Robinson v Reed-Prentice Div. (49 NY2d 471) makes this clear in another context (at p 480): “[T]he manufacturer is in a *31superior position to anticipate the reasonable use to which his product may be put and is obliged to assure that no harm will befall those who use the product in such a manner. It is the manufacturer who must bear the responsibility if its purposeful design choice presents an unreasonable danger to users.” In that case, the manufacturer escaped liability solely because the owner-purchaser of the equipment had so modified it as to defeat the safety devices.

Cox v Cordice (90 AD2d 297), also relied upon by the dissent, is not to the contrary. A hospital was held liable for negligent diagnosis by a pathologist under contract to the hospital. Obviously, the liability of the hospital was dependent upon the acts of its employees or contractors, since it could only act through such persons. The hospital’s liability flowed from those persons’ breach of duty, and hence, the duty imposed upon the hospital to respond in damages for their malpractice entitled the hospital to indemnity even in the absence of an express contract to that effect.

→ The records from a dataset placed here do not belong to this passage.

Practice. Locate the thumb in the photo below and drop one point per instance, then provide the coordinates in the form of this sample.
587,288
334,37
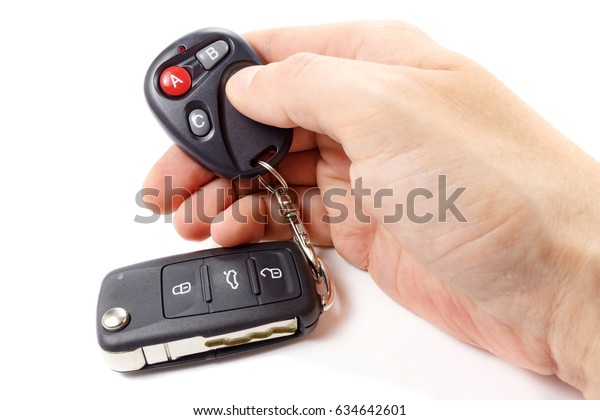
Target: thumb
319,93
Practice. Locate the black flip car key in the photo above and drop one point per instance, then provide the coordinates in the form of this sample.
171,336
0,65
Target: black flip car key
185,87
205,305
211,303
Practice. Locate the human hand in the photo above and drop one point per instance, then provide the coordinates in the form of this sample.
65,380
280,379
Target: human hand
382,104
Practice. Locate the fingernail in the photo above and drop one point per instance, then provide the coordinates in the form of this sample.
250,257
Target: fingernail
238,83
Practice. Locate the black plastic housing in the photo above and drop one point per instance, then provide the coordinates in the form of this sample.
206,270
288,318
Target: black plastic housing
234,142
137,289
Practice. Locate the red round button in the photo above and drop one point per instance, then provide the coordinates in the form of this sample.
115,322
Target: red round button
175,81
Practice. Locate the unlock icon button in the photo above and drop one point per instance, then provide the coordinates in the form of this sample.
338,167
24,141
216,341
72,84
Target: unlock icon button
182,288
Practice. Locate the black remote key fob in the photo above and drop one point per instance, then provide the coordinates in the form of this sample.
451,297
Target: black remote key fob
185,87
205,304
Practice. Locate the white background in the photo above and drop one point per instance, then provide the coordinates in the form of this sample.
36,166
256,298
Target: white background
77,140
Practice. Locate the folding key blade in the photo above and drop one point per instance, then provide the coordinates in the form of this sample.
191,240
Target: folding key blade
185,87
205,304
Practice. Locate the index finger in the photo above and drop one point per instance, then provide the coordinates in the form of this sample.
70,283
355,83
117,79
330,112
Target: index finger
385,42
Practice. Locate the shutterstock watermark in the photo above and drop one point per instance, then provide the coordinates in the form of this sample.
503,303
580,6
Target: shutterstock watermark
340,203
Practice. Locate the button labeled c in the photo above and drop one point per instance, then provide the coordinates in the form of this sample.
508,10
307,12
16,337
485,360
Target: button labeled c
199,122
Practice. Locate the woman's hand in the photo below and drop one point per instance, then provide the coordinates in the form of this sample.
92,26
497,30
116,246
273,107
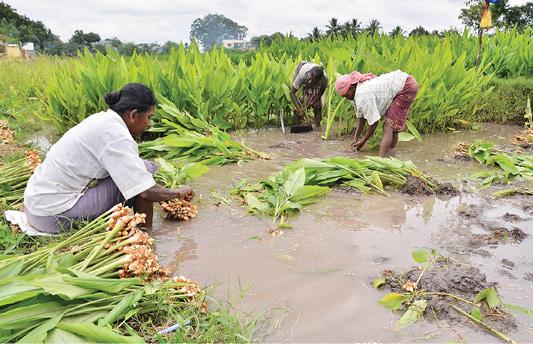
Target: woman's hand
357,145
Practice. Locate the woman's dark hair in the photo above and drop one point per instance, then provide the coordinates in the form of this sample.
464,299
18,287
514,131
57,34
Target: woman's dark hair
133,96
316,73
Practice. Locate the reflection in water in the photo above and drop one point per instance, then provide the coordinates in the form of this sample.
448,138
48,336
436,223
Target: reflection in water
321,270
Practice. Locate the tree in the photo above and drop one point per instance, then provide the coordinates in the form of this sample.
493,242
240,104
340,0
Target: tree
84,39
519,16
167,47
471,15
213,28
397,31
373,27
333,27
267,40
22,29
419,31
355,27
351,28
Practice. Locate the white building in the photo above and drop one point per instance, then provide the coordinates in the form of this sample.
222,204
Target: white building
236,44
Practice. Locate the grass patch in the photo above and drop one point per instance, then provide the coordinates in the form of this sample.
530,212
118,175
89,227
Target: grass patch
507,101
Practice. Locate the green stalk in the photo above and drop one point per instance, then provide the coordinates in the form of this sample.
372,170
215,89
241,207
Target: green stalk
110,267
104,261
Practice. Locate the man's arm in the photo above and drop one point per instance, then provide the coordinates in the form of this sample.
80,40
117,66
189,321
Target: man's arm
295,100
157,193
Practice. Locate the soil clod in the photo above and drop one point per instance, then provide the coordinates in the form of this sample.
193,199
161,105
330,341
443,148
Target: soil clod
512,217
447,278
507,263
416,187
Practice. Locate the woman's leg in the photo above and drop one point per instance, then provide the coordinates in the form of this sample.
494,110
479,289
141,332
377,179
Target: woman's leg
102,197
394,139
386,141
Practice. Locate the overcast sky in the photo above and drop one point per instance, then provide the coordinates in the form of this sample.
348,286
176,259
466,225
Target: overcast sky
163,20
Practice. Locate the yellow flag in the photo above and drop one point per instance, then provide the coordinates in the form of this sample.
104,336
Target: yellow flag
486,19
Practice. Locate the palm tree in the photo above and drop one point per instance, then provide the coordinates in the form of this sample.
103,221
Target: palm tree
373,27
397,31
419,31
315,34
333,27
355,26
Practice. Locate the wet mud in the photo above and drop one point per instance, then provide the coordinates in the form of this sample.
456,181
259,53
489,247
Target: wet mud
446,278
312,282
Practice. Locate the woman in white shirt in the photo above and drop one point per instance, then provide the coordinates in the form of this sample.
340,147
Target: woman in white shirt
96,165
373,97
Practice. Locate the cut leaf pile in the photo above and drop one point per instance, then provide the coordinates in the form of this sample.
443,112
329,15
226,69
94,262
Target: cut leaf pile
87,287
304,182
512,166
188,139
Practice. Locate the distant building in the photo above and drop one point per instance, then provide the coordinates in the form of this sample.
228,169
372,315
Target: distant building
28,50
236,44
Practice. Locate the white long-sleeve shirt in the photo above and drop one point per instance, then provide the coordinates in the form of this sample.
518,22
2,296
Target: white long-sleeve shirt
374,97
100,146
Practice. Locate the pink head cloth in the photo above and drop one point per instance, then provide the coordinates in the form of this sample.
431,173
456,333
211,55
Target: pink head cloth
343,83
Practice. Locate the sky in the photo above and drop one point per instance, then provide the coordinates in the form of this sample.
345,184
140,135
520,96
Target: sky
163,20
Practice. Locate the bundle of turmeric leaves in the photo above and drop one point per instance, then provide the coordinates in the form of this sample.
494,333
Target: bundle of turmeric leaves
188,139
512,166
304,181
98,285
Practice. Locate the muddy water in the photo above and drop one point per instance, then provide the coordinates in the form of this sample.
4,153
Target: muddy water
313,281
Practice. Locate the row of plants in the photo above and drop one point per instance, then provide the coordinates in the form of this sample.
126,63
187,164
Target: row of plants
256,92
104,284
306,180
505,53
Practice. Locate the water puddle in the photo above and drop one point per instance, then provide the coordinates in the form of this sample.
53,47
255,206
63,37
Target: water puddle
319,273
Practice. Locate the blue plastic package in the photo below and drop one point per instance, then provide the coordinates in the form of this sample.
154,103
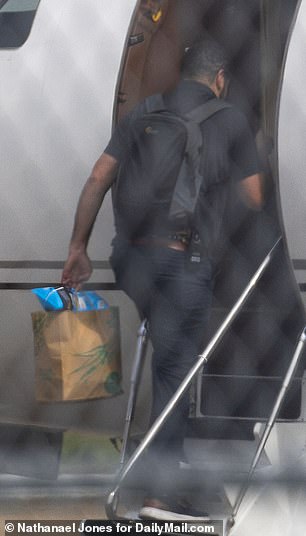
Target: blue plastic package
61,298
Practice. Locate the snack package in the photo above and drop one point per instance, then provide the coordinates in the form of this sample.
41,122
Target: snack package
62,298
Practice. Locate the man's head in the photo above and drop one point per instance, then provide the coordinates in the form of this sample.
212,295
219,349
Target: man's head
206,62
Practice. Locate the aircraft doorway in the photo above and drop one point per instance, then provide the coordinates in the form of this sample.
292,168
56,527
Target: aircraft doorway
255,353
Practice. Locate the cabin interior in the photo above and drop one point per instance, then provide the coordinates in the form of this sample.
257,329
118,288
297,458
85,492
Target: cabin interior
240,382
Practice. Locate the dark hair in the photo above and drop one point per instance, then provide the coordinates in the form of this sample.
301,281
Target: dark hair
204,58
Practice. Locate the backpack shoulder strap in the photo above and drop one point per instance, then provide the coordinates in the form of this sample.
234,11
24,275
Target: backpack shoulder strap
206,110
155,103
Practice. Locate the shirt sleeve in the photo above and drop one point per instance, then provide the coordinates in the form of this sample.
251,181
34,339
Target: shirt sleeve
120,143
243,151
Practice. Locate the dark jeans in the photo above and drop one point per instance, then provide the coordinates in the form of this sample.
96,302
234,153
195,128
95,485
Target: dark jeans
176,300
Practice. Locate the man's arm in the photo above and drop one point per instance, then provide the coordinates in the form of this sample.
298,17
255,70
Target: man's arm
251,191
78,268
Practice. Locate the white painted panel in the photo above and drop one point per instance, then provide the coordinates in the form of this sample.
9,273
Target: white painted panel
57,96
292,139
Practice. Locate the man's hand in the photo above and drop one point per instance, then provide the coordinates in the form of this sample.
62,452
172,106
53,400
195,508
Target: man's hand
77,269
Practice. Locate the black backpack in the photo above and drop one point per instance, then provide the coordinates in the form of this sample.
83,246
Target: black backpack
158,185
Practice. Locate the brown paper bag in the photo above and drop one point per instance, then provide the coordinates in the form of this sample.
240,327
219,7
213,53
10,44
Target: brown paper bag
77,354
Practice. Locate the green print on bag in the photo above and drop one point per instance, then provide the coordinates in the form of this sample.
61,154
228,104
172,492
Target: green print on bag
94,359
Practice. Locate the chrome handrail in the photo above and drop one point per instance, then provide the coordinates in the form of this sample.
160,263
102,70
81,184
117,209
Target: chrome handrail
112,499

The effect of the dissent’s proposed reinstatement of the cause of action for indemnity in the amended third-party complaint could only result in a mock trial. The plaintiff has settled out of the case as against the third-party plaintiff and the third-party defendant, and obviously has no further interest in litigating the claim. In effect, the trial would consist of an effort by the third-party plaintiff to establish either that there was no defect in the equipment that it manufactured and sold, or that if there was such a defect it was the duty of its purchaser to correct the defect. Obviously, this is an attempt to shift a duty imposed by law, not on the basis of vicarious liability but on the basis of a contract lacking any provision for indemnity.

A boiler plate provision in a contract requiring the purchaser to install safety devices should not give rise to a claim for indemnity. Nor is there any basis for finding implied indemnity under the circumstances. To hold otherwise would defeat the salutory purposes of the doctrine of strict products liability.

Order of Supreme Court, New York County (Orest V. Maresca, J.), entered July 27,1983, granting third-party defendant’s motion to dismiss the second cause of action asserted in the amended third-party complaint, should be affirmed, with costs.